Say “seratus dua puluh ribu” or “one hundred twenty thousand” — Whisper handles both Indonesian and English well.

Mention the category

“Taxi fare” or “lunch at the canteen” gives SAFIA enough context to pick the right expense category automatically.

Keep it focused

One topic per voice note produces the cleanest results. If you want to log three separate expenses, three short notes beat one long ramble.

Avoid heavy background noise

Transcription accuracy drops significantly in loud environments like traffic or crowded restaurants.

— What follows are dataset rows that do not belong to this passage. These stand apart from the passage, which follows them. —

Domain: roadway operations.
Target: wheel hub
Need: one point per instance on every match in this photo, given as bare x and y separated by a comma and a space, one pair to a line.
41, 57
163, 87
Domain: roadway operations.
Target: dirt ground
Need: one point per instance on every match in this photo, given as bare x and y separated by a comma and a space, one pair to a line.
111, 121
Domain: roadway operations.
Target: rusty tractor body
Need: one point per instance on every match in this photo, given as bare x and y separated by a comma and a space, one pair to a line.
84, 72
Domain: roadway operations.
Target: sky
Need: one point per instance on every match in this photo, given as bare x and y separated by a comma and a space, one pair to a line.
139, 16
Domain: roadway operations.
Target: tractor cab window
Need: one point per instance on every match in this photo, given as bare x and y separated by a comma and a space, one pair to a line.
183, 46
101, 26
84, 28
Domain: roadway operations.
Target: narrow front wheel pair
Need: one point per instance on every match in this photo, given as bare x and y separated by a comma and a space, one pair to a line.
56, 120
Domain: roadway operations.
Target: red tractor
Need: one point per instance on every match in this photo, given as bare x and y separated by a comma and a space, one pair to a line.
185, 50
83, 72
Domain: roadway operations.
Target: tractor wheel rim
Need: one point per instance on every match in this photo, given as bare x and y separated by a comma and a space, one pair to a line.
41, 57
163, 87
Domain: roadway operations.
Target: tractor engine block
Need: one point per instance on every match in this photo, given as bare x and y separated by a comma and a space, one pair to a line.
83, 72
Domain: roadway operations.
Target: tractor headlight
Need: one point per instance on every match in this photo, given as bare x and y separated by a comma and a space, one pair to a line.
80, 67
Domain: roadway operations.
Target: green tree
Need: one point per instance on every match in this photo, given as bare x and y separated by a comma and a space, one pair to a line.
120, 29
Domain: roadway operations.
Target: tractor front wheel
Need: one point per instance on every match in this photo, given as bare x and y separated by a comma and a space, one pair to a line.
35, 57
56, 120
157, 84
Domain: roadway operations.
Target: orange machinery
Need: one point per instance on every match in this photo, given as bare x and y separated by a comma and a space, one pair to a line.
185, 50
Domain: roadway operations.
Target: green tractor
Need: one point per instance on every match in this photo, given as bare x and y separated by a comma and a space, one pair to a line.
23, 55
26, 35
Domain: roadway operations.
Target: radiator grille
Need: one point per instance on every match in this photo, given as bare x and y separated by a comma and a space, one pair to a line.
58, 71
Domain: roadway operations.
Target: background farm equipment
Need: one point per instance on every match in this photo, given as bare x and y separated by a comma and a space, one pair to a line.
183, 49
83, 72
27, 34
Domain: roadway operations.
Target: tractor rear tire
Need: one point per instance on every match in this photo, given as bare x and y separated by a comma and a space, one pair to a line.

What SAFIA cannot do with voice

  • Identify speakers — if multiple people speak in one recording, the result may be jumbled.
  • Play audio back — SAFIA always responds in text, never in voice.
  • Process non-financial speech — SAFIA will still reply, but it’s optimised for financial tasks and may not be the right tool for general conversation.

Photo scanning

Send a photo of a receipt, invoice, or payslip and SAFIA will extract the key financial details and record the transaction for you — no typing required.
1

Take or choose a photo

Open Telegram’s attachment menu and send a photo of your document. A direct camera shot works best; screenshots of digital receipts are also fine.📸 [Photo of a café receipt — subtotal Rp 75.000, discount voucher –Rp 10.000, total Rp 65.000]
2

SAFIA scans the document

SAFIA shows Scanning document… while it sends the image to a vision model. The model reads the text, identifies amounts, and calculates the correct final figure.For receipts with discounts or vouchers, SAFIA uses the net amount you actually paid — not the pre-discount subtotal. For payslips, it uses your take-home (net) salary, not the gross figure.
3

Extracted data enters the conversation

The structured text from the scan is injected into the conversation as if you had typed it. SAFIA then records the transaction and summarises what it found.
I’ve recorded an expense of Rp 65.000 for Makanan ☕. (Discount of Rp 10.000 applied.)

What makes a good photo

Good lighting

Shoot in daylight or a well-lit room. Shadows across printed text are the most common cause of extraction errors.

Flat and straight

Lay the receipt on a flat surface and shoot from directly above. Angled shots cause the vision model to misread digits.

Full receipt in frame

Make sure the total line at the bottom is visible. Cropped receipts may cause SAFIA to use a subtotal instead of the final amount.

Avoid glare

Shiny thermal paper (the kind used by most point-of-sale printers) reflects light. Tilt the paper slightly or use diffused light.

Supported document types

DocumentWhat SAFIA extracts
Supermarket / café receiptItems, discounts, final total
Restaurant billTotal charged, any service fee
Online-shopping invoiceOrder total after vouchers
Payslip / salary slipNet take-home amount, pay period
Utility or phone billAmount due

What SAFIA cannot process

SAFIA’s photo scanner is built exclusively for financial documents. If you send a non-financial image — a selfie, a landscape, a meme — SAFIA will respond with:
Couldn’t read a document from this photo. Send a clear photo of an invoice, payslip, or receipt.
It will not describe or comment on non-financial images.
  • Very blurry or dark photos — the vision model needs legible text. Re-take the photo in better conditions.
  • Handwritten totals with unclear handwriting — printed text extracts reliably; messy handwriting may be misread.
  • Multi-page documents sent as a single photo — send each page separately if the relevant total is on a different page.
After SAFIA records an expense from a photo, you can immediately follow up with a text message to correct any detail — for example, “actually that was for work travel, change the category to Transport.” SAFIA will update the record in the same conversation turn.